Je pensais qu'on en avait fini pour de bon avec Matt Cordell vu la fin de Maniac Cop 2. Eh bien, non. Sur un prétexte complétement fumeux (une cérémonie vaudou) le voilà ramené à la vie.
Pourtant, il aurait mieux valu qu'il reste au fond de son cercueil tant Maniac Cop 3 fait pâle figure à côté de Maniac Cop 2. Le nom d'Alan Smithee au générique laisse augurer du pire. La raison est simple : Lustig ne reconnaît pas la paternité du film en raison de divergences avec la production. Il souhaitait un héros noir et transposer l'action dans le quartier de Harlem. Problème : les Maniac Cop ont cartonné au Japon et comme une partie des capitaux provient de ce pays seul un acteur reconnu comme Robert Davi est à même de les rassurer. Davi rempile, ce qui n'est pas forcément une mauvaise chose d'ailleurs.
Lustig se retrouve avec un scénario qui n'a plus aucun sens et des producteurs lui imposant des scènes explicatives. Ce qu'il n'avait jamais fait dans ses films. Au total, Maniac Cop 3 ne fait que cinquante minutes et est inexploitable. Le producteur Joel Soisson prend la caméra pour terminer le film une fois Lustig parti. Ce qui donne un troisième épisode ne ressemblant à rien. Sans énergie, sans action, sans meurtre, sans violence. Ou presque. Ces margoulins insèrent même des scènes de Maniac Cop et Maniac Cop 2 pour achever le remplissage et essayer d'atteindre une durée un peu plus respectable.
Désastre total ? Non en partie grâce à la présence de Robert Davi et une course-poursuite finale où Cordell, une fois de plus, se retrouve en flammes.

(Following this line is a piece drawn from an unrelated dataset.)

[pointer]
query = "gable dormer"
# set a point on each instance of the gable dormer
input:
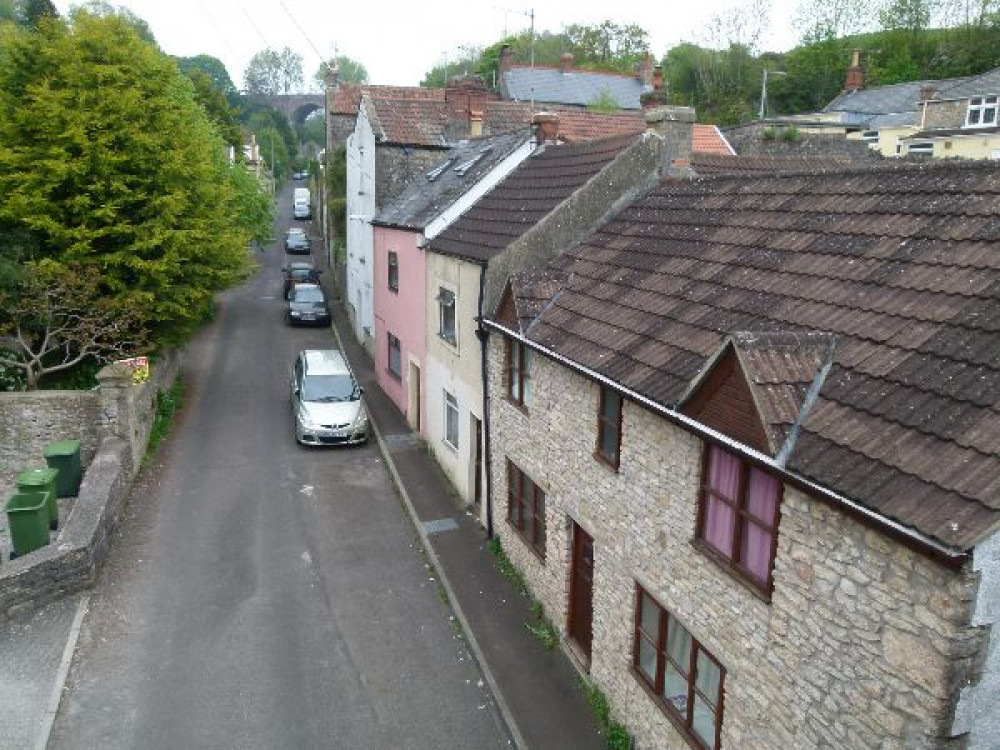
(758, 388)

Ça ne m'étonnerait pas qu'elle soit signée William Lustig vu la qualité (en comparaison du reste du long-métrage) ou plus certainement de son coordinateur des cascades Spiro Razatos déjà à l’œuvre dans le 2.
Néanmoins, et c'est ce que Uncle Sam confirmera en 1996, les déboires rencontrés par Lustig marqueront la fin de sa carrière cinématographique. Prise de pouvoir des financiers qui interféreront dans la partie créative des films. Ce n'était pas dans ses habitudes que de se faire apprendre son métier. Lui qui se mettait jusque-là d'accord en amont avec les compagnies sur le scénario, le budget, le casting et c'était réglé. Rendez-vous dans neuf mois. Entre d'un côté des blockbusters et de l'autre des DTV fauchés, il n'avait plus sa place.